Figure 3. Sentence collection participants summary.

Each participant answered a questionnaire with six questions asking them to construct sentences. The first four questions required sentences about home, school, kitchen, and leisure contexts. The fifth question asked the participant to construct sentences that describe events free of context (e.g., I ate eggs at breakfast today). The last question asked them to construct sentences free of context that they consider essential for AAC. With this procedure, we collected a total of 667 unique sentences.

3.2.2 Data augmentation

The data augmentation step aims to generate sentences similar to those constructed by AAC practitioners, which we now refer to as human-composed. The generated sentences must be similar regarding used words (vocabulary) and sentence structure (semantics and syntax). We used GPT-3 Brown et al. (Reference Brown, Mann, Ryder, Subbiah, Kaplan, Dhariwal, Neelakantan, Shyam, Sastry, Askell, Agarwal, Herbert-Voss, Krueger, Henighan, Child, Ramesh, Ziegler, Wu, Winter, Hesse, Chen, Sigler, Litwin, Gray, Chess, Clark, Berner, McCandlish, Radford, Sutskever and Amodei2020b)Footnote g with a few-shot learning approach. We provide some examples to GPT-3 in the form of text prompts and ask it to produce new similar examples by completing our prompts. We used two approaches: (1) using the human-composed sentences as examples, and (2) using a controlled vocabulary as a basis. We explain each approach in more detail below.
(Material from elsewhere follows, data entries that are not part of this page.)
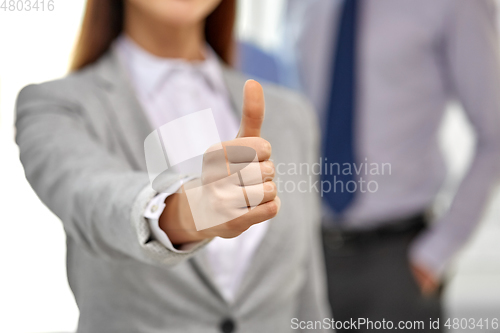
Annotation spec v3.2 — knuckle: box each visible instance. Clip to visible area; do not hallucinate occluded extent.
[266,201,278,217]
[265,182,278,195]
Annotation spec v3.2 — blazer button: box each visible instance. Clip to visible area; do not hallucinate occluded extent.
[220,318,236,333]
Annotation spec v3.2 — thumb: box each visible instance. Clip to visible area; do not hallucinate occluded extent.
[238,80,265,138]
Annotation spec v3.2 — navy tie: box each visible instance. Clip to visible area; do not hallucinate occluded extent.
[321,0,358,214]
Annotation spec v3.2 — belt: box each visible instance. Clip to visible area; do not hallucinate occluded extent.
[323,213,427,243]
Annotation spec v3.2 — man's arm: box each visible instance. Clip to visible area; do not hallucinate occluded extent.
[410,0,500,289]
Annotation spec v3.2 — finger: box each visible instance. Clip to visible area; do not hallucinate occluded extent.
[229,160,275,186]
[244,182,278,207]
[226,196,281,231]
[222,137,272,163]
[238,80,265,137]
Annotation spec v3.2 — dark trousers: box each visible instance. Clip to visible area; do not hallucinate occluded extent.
[323,217,443,333]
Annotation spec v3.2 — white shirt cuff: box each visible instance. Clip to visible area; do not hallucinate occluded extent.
[144,176,201,253]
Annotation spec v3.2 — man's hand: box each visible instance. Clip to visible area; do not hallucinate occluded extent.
[411,264,439,296]
[159,80,281,244]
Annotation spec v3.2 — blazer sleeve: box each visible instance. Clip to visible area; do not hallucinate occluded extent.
[16,84,208,265]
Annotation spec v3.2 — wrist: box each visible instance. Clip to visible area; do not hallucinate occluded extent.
[158,192,207,245]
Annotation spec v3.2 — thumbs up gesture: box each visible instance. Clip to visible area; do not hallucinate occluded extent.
[159,80,281,244]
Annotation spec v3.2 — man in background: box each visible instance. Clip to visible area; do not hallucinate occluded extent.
[279,0,500,332]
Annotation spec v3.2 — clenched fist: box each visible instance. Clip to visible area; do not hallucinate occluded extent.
[160,80,281,244]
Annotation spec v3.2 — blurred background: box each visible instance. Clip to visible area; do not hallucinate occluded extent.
[0,0,500,333]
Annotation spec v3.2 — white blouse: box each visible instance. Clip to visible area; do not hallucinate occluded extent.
[113,35,268,302]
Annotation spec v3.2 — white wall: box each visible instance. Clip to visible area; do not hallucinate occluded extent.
[0,0,84,333]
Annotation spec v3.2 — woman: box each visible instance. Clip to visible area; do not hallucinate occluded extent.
[16,0,328,333]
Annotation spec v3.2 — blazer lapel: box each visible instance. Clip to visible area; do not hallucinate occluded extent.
[92,48,154,170]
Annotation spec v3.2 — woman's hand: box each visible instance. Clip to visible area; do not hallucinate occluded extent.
[411,264,439,296]
[159,80,281,245]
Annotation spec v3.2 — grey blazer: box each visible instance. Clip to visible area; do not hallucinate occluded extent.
[16,47,330,333]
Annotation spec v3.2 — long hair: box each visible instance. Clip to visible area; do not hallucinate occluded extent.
[70,0,236,71]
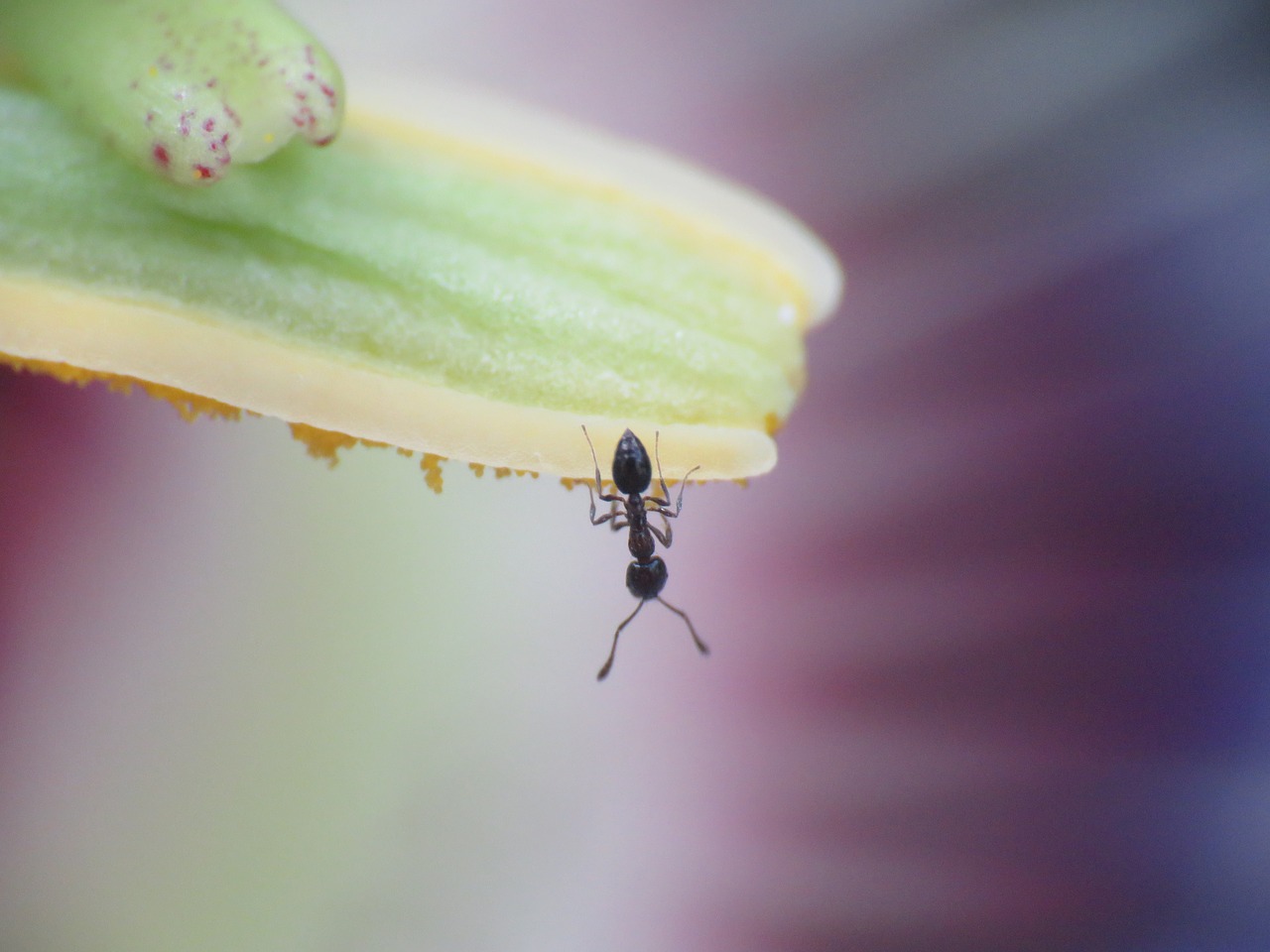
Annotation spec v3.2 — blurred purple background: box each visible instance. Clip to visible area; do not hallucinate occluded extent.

We used the human-composed sentences as few-shot examples in the GPT-3 prompt. We shuffled the human-composed sentences to induce variability in the generated sentences regarding participant style. Then, we divide the sentences into groups of 10 and use them as examples in the GPT-3 prompt, as shown in Figure 4. This prompt is inputted into the model, producing a completion following the same structure as the examples. In Figure 4, we present the prompt used for sentence generation (a) and an English version (b) to facilitate reader understanding. With this prompt, we generated 2,772 sentences, which are available for download.Footnote h

Figure 4. GPT-3 text prompt for sentence generation based on examples of human-composed sentences.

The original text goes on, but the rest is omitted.